If we can find further
analogies, this may help us to read that mysterious word in the
Nestorian stone inscription, being the name of the first
Christian missionary who carried the cross to China, O lo
pen, as 'Ruben'.
This was indeed a common name among the
Nestorians, for which reason I would give it the preference
over Pauthier's Syriac 'Alopeno'. But Father Havret (Stele
Chretienne, Leide, 1897, p. 26) objects to Dr. Hirth that the
Chinese character lo, to which he gives the sound ru, is
not to be found as a Sanskrit phonetic element in Chinese
characters but that this phonetic element ru is represented
by the Chinese characters pronounced lu and therefore, he,
Father Havret, adopts Colonel Yule's opinion as the only one
being fully satisfactory." - H.C.]
CHAPTER XLII.
CONCERNING THE PROVINCE OF CUNCUN, WHICH IS RIGHT WEARISOME TO TRAVEL
THROUGH.
On leaving the Palace of Mangalai, you travel westward for three days,
finding a succession of cities and boroughs and beautiful plains,
inhabited by people who live by trade and industry, and have great plenty
of silk. At the end of those three days, you reach the great mountains and
valleys which belong to the province of CUNCUN.[NOTE 1] There are towns
and villages in the land, and the people live by tilling the earth, and by
hunting in the great woods; for the region abounds in forests, wherein are
many wild beasts, such as lions, bears, lynxes, bucks and roes, and sundry
other kinds, so that many are taken by the people of the country, who make
a great profit thereof. So this way we travel over mountains and valleys,
finding a succession of towns and villages, and many great hostelries for
the entertainment of travellers, interspersed among extensive forests.
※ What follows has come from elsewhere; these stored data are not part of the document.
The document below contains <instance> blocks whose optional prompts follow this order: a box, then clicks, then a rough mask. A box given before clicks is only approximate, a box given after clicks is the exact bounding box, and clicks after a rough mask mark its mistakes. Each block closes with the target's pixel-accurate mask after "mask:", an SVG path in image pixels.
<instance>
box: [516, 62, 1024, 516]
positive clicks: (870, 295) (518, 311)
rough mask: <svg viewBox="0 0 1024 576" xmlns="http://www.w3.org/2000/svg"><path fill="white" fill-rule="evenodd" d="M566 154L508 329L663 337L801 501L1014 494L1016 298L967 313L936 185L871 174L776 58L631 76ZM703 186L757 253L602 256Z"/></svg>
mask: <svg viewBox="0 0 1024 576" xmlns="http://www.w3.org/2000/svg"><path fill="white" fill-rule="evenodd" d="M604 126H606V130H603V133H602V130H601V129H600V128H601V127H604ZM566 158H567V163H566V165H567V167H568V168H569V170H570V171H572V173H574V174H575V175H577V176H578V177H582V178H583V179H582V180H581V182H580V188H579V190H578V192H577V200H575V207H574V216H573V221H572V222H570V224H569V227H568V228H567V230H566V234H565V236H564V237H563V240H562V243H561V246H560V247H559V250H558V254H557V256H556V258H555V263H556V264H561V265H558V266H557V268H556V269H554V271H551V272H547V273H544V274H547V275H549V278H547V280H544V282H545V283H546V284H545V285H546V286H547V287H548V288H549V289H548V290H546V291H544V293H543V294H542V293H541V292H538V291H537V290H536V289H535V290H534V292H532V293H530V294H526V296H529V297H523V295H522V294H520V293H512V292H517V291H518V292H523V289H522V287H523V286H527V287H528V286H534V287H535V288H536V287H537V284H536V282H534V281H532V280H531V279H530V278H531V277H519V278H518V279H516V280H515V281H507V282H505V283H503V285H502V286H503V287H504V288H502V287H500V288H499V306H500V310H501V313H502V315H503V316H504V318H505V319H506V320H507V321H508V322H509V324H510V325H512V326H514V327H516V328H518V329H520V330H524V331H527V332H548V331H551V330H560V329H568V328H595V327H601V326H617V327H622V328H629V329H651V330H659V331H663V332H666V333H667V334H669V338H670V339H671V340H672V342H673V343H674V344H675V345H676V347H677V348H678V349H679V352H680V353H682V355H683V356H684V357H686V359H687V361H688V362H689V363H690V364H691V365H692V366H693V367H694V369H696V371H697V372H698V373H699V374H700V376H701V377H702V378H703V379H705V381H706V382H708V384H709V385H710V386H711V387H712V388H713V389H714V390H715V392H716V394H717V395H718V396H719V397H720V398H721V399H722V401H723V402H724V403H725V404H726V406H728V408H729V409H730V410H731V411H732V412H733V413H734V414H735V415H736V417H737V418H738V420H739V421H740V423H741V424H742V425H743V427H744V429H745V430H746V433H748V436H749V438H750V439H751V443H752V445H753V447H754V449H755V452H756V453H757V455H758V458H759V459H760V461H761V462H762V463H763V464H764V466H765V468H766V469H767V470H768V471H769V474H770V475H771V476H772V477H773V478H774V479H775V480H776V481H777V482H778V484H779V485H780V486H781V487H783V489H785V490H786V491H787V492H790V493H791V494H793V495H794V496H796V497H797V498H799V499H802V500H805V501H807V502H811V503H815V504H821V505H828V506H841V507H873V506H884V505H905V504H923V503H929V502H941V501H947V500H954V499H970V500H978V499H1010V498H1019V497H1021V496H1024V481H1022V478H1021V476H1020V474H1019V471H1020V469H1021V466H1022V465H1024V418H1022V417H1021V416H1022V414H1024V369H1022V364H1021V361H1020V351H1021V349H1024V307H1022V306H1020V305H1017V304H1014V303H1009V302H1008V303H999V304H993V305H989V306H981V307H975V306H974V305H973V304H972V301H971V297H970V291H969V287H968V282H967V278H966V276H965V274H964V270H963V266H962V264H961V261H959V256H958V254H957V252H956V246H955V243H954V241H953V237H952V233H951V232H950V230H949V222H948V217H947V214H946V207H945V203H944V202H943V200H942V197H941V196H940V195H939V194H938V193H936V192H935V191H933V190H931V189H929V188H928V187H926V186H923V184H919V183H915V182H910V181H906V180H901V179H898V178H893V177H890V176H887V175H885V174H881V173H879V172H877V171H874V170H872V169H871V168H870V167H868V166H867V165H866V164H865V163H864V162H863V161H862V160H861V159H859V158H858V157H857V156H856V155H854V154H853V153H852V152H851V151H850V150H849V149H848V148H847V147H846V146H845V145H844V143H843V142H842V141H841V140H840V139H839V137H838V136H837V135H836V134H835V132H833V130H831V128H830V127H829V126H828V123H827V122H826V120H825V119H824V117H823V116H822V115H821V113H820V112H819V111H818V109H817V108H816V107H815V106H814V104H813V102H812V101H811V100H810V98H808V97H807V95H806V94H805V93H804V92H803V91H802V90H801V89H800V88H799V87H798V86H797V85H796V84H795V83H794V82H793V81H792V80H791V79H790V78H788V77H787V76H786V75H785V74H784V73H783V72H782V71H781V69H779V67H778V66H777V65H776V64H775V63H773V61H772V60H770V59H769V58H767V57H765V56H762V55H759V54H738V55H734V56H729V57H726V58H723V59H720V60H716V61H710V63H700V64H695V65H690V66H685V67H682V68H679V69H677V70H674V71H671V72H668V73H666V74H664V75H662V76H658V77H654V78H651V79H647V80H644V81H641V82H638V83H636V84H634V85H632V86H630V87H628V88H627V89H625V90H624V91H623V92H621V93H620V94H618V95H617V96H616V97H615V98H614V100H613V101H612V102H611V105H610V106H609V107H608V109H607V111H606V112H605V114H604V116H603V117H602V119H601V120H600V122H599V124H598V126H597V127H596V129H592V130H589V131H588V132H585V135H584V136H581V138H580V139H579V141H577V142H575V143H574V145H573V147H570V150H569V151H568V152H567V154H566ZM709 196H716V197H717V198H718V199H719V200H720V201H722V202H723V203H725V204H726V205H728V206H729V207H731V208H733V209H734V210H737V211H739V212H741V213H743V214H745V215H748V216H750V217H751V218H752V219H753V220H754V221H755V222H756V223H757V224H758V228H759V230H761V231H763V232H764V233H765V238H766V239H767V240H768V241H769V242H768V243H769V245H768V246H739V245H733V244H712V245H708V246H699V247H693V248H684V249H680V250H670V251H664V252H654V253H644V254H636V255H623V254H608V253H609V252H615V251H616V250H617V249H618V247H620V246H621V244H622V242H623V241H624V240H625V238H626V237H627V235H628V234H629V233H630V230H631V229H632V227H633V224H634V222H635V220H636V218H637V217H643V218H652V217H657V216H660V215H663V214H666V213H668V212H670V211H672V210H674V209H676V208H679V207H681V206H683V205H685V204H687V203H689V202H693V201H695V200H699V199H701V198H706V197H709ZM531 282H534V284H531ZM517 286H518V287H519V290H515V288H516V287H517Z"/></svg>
NOTE 1. - The region intended must necessarily be some part of the southern
district of the province of Shen-si, called HAN-CHUNG, the axis of which
is the River Han, closed in by exceedingly mountainous and woody country
to north and south, dividing it on the former quarter from the rest of
Shen-si, and on the latter from Sze-ch'wan. Polo's C frequently expresses
an H, especially the Guttural H of Chinese names, yet Cuncun is not
satisfactory as the expression of Hanchung.
The country was so ragged that in ancient times travellers from Si-ngan fu
had to make a long circuit eastward by the frontier of Ho-nan to reach
Han-chung; but, at an early date, a road was made across the mountains for
military purposes; so long ago indeed that various eras and constructors
are assigned to it. Padre Martini's authorities ascribed it to a general
in the service of Liu Pang, the founder of the first Han Dynasty (B.C.
202), and this date is current in Shan-si, as Baron v. Richthofen tells
me. But in Sze-ch'wan the work is asserted to have been executed during
the 3rd century, when China was divided into several states, by Liu Pei,
of the Han family, who, about A.D. 226, established himself as Emperor
[Minor Han] of Western China at Ch'eng-tu fu.[1] This work, with its
difficulties and boldness, extending often for great distances on timber
corbels inserted in the rock, is vividly described by Martini.